E lo ripeto davanti a voi perché di questa promessa voi siete parte. Lo Stato è una comunità. E si sviluppa quando crea sinergia dalle sue diversità, quando integra realtà, culture, interessi diversi. Le città metropolitane, ad esempio, nel mondo globalizzato sono sempre più centri propulsori di sviluppo. E’ un percorso che trova esempi significativi anche in Italia. Vanno verificate e messe rapidamente a regime le nuove funzioni delle Città metropolitane disegnate con la legge Delrio, ma intanto è necessario porre a tema la loro progettualità in modo da attivare gli investimenti necessari e indirizzarli verso traguardi strategici. Al tempo stesso non può sfuggire alla nostra agenda il tema delle aree interne e dei piccoli Comuni, che amministrano oltre il 50% del territorio nazionale, con 10 milioni di abitanti e un patrimonio ambientale, produttivo, culturale di valore inestimabile, decisivo per l’intero Paese.

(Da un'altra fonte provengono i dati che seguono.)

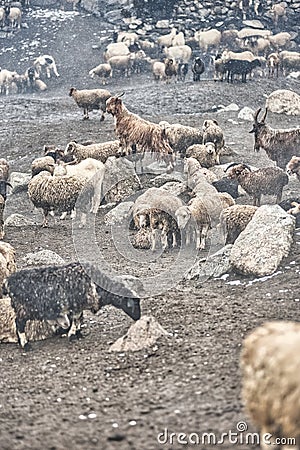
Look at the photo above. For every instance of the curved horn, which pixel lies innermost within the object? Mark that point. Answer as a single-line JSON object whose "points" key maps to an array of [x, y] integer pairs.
{"points": [[256, 115], [264, 116], [231, 165]]}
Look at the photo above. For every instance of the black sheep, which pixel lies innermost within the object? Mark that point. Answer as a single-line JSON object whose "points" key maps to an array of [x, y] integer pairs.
{"points": [[61, 293]]}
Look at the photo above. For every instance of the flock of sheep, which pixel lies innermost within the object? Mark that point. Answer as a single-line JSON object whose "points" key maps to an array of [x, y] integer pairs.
{"points": [[270, 362]]}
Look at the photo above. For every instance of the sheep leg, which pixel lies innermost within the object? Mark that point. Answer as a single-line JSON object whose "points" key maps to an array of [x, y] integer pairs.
{"points": [[20, 327]]}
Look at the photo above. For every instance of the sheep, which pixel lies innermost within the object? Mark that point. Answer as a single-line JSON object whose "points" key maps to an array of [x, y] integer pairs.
{"points": [[115, 49], [90, 99], [170, 69], [181, 137], [204, 153], [293, 166], [54, 193], [15, 17], [156, 208], [233, 220], [158, 70], [100, 151], [35, 330], [212, 132], [280, 145], [182, 70], [180, 53], [166, 40], [268, 181], [103, 71], [61, 293], [132, 130], [207, 39], [7, 262], [45, 163], [273, 64], [198, 68], [270, 366], [91, 170], [194, 220], [45, 64]]}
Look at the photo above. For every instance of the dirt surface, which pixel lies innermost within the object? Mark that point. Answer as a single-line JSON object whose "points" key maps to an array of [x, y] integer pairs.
{"points": [[79, 396]]}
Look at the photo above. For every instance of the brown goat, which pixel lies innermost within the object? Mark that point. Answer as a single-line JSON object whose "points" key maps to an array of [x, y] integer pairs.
{"points": [[142, 135], [293, 166], [280, 145]]}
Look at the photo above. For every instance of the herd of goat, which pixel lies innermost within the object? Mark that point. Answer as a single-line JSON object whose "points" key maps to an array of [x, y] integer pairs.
{"points": [[56, 296]]}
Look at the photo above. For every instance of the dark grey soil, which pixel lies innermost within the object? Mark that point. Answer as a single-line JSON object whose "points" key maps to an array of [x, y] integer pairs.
{"points": [[187, 383]]}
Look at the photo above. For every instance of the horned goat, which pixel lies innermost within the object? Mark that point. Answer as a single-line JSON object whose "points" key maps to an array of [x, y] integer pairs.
{"points": [[132, 130], [280, 145], [267, 181], [61, 293], [234, 220], [270, 366], [90, 99]]}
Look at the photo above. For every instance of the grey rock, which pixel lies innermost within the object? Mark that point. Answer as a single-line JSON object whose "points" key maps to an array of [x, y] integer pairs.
{"points": [[213, 266], [118, 214], [43, 258], [263, 244]]}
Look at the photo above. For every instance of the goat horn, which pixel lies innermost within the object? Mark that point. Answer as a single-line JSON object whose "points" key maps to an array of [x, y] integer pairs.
{"points": [[256, 115], [265, 115]]}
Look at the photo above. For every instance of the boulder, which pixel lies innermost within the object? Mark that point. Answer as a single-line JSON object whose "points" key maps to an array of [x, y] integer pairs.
{"points": [[120, 180], [246, 114], [43, 258], [213, 266], [284, 101], [118, 214], [142, 334], [263, 244]]}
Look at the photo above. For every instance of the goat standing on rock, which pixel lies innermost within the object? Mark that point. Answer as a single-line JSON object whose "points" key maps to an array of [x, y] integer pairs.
{"points": [[133, 131]]}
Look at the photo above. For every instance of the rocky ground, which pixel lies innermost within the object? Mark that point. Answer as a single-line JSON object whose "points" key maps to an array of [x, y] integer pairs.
{"points": [[79, 396]]}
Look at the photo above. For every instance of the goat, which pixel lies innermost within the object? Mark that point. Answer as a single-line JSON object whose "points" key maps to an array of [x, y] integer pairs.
{"points": [[132, 130], [280, 145]]}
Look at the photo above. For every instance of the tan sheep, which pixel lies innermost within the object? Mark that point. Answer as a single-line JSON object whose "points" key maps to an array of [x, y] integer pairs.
{"points": [[270, 365]]}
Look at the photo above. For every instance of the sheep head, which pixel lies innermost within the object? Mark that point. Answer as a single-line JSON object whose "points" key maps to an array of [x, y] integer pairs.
{"points": [[182, 215], [293, 165]]}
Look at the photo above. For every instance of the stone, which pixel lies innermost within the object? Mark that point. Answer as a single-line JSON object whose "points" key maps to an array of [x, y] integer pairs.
{"points": [[18, 220], [263, 244], [246, 114], [43, 258], [120, 180], [284, 101], [142, 334], [19, 181], [213, 266], [118, 214]]}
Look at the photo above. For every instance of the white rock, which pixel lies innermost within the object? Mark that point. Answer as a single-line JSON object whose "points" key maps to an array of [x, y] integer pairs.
{"points": [[263, 244]]}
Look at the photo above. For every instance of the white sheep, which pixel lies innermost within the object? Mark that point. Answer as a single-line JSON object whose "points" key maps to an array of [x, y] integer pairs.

Tremila Comuni sono sostanzialmente disabitati. Molti altri lo sono scarsamente. Territori non più presidiati. Aree non più coltivate o comunque non utilizzate, destinate a diventare da risorsa un problema. La legge sui piccoli Comuni appena approvata alla Camera raccoglie l’esigenza di affrontare il problema del ‘’disagio insediativo’’. Lo Stato appare in ritirata da questi territori dove non si produce più ricchezza e, dunque, la gente non può più vivere. Sono questioni non superabili con misure di mero riordino amministrativo.
Si tratta di una grande questione nazionale di cui occorre prendere maggiore coscienza per attivare conseguenti politiche domestiche ed europee. Il nostro Paese non sarebbe più se stesso senza questi beni. Non si può consentire che le aree interne vengano impoverite da una continua caduta demografica, da carenza di servizi, da abbandono di terreni ed edifici. La strategia per le aree interne va ripresa con intensità, integrata con un piano di manutenzione e di tutela dal rischio idrogeologico. Così come dal rischio sismico, di cui tutti oggi segnalano il valore prioritario. Dal dibattito della vostra assemblea usciranno conclusioni che verranno attentamente ascoltate: saranno certamente di grande utilità nel percorso di rinnovamento che vive l’Italia.
Vi auguro giornate proficue.
Avete una parte importante nel rilancio del nostro Paese.